Muy al estilo de Graham Greene, se habla de Dios en medio de una escena dramática en la que Harry Lime podría desembarazarse de su amigo Holly Martins, el escritor, arrojándolo por la puerta del vagón de la noria.
La película se cierra con la famosísima persecución a través de las alcantarillas vienesas, en las que se resalta la belleza inquietante y tenebrosa de puertas, bóvedas y amplias avenidas surcadas por corrientes fluviales de las cloacas; una belleza entre carcelaria y catedralicia; a mitad de camino de una catedral romántica y de las fantasías de Piranese.
Lo que más sobresale de toda esta gran película es la sabia manera en que va cobrando relieve y cuerpo la intriga, o el problema moral que se halla en ella expuesto.

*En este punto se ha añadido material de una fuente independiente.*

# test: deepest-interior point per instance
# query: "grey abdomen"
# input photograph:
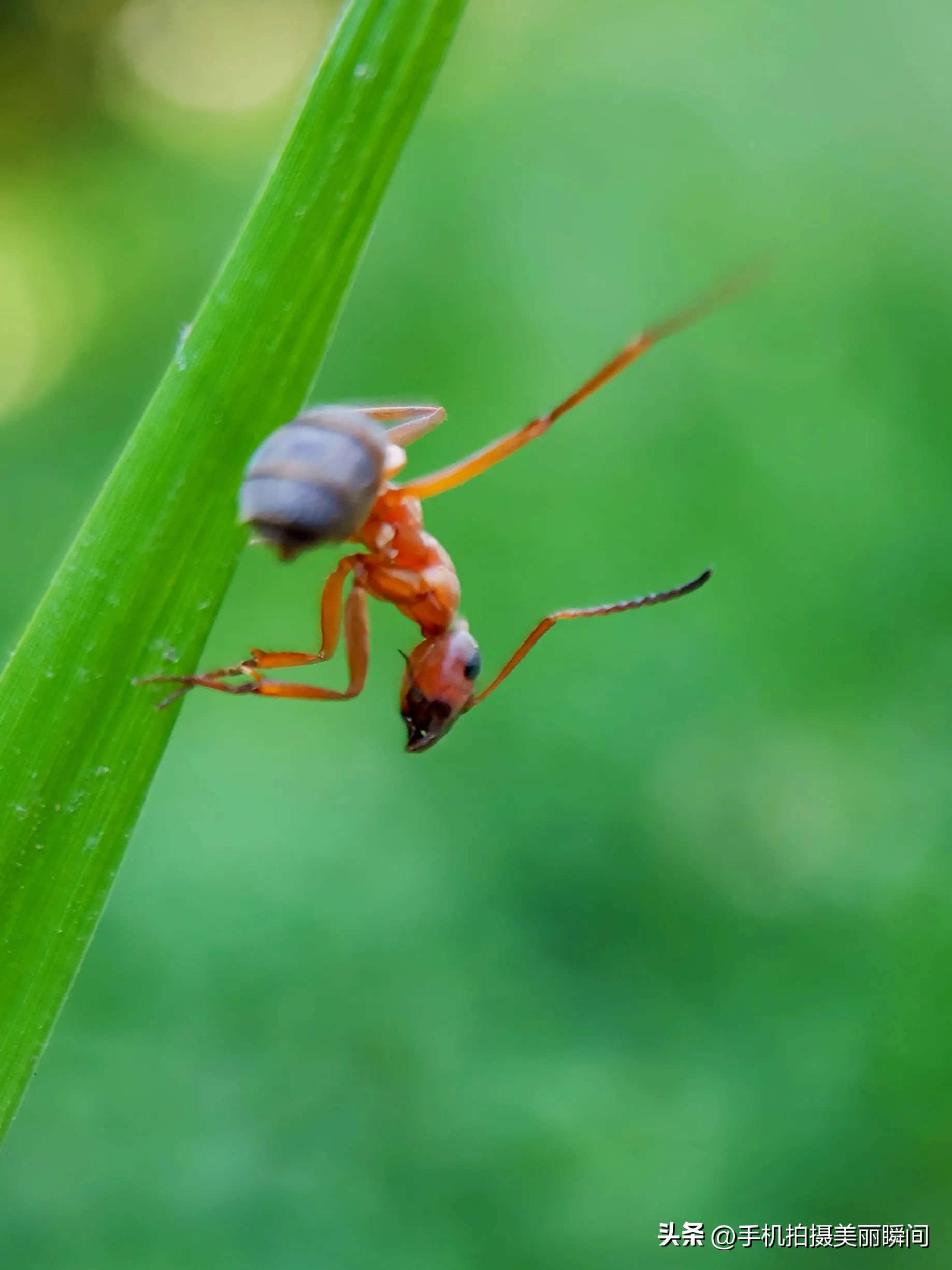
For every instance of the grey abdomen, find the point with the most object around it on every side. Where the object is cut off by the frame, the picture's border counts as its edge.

Precisamente la demora que se produce en torno al sospechado "tercer hombre" (un tercer personaje que, al parecer, estuvo presente tras el atropello del amigo del escritor, Harry Lime, y que nadie ha sido capaz de localizar) constituye el rasgo más brillante del guión. Y la fuerza carismática de la presencia de ese villano que Orson Welles encarna es tanto más eficaz cuanto que sólo comparece en el último tramo de la película, en la fugitiva y evanescente aparición de su rostro, en la conversación en la noria, y en la famosa persecución a través de las alcantarillas de Viena; que confluyen en el bello Danubio azul, como se recuerda en un determinado momento en la película.
En ella se va mostrando (en planos expresionistas algo amanerados) los destrozos de la guerra sobre esa paradigmática ciudad que tanta vida cultural tuvo sobre todo en el período último, anterior a la primera guerra mundial, de su identidad de capital del Imperio: la Viena de Freud, de Wittgenstein, de los expresionistas...

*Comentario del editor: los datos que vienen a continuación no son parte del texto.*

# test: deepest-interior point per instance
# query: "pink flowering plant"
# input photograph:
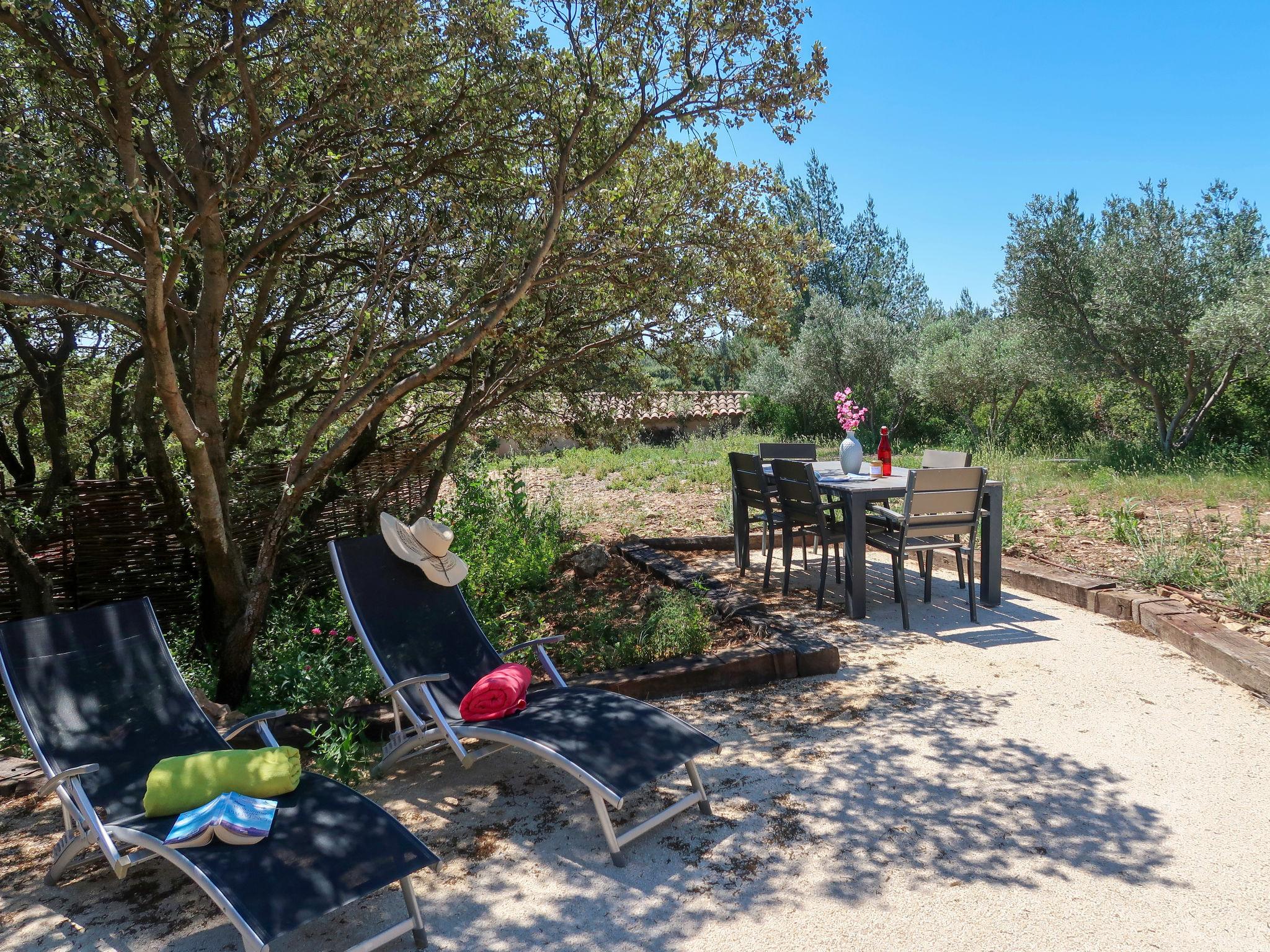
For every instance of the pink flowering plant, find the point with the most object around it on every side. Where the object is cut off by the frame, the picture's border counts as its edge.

La película se halla construida a partir de unos cuantos golpes de efecto magistrales que cimientan su naturaleza mítica: las escenas ya comentadas, o el final en que, en un largo plano-secuencia, el escritor, entre tanto enamorado de Anna, se apea del automóvil del policía inglés, esperando encontrarse con esa mujer, que sin embargo pasa de largo, para su frustración, y para dar coherencia moral a la película.
En algunos momentos se siente la alargada sombra del Ciudadano Kane en la estructura de la película, en la suerte de encuesta que se va efectuando en torno a un personaje que se supone muerto. También aparece la figura típica del americano que llega a tierra extraña, y que no duda en aplicar sus querencias y sus (poco sólidos) principios, siempre de manera obstinada, de forma que todo el entorno queda alterado y perjudicado: un personaje semejante al memorable quiet american del propio escritor.
La Viena destruida permite la exhibición de una estética expresionista que se acentúa a través de la utilización de las sombras desde el momento en que toma cuerpo en la película la figura que encarna el gran hombre de cine que fue Orson Welles. Al parecer el fantasma del "tercer hombre" le persiguió desde entonces, y para muchos fue sobre todo el personaje que encarnaba en esta película. Se puede, sin embargo, soñar con lo que hubiese sido esta, por lo demás, excelente película si el director hubiese sido Orson Welles; quizás no hubiese sido el gran éxito comercial que llegó a ser; quizás se hubiese creado entonces una obra realmente genial.
Tal como existe es, sin duda, una de las películas mejores que se recuerdan del mejor momento, quizás, de la historia del cine de posguerra. Sólo una película se me ocurre que, sobre tema similar, la supere en capacidad de conmoción documental y artística; me refiero a Alemania, año cero, de Roberto Rossellini, en la que se describe el mundo estremecedor del Berlín destruido a través del testimonio de un adolescente que terminará suicidándose.
Pero es que, quizás, esa película de Rossellini es, en mi personal canon cinematográfico, una de las tres o cuatro películas mayores que el arte del cine ha sido capaz de realizar.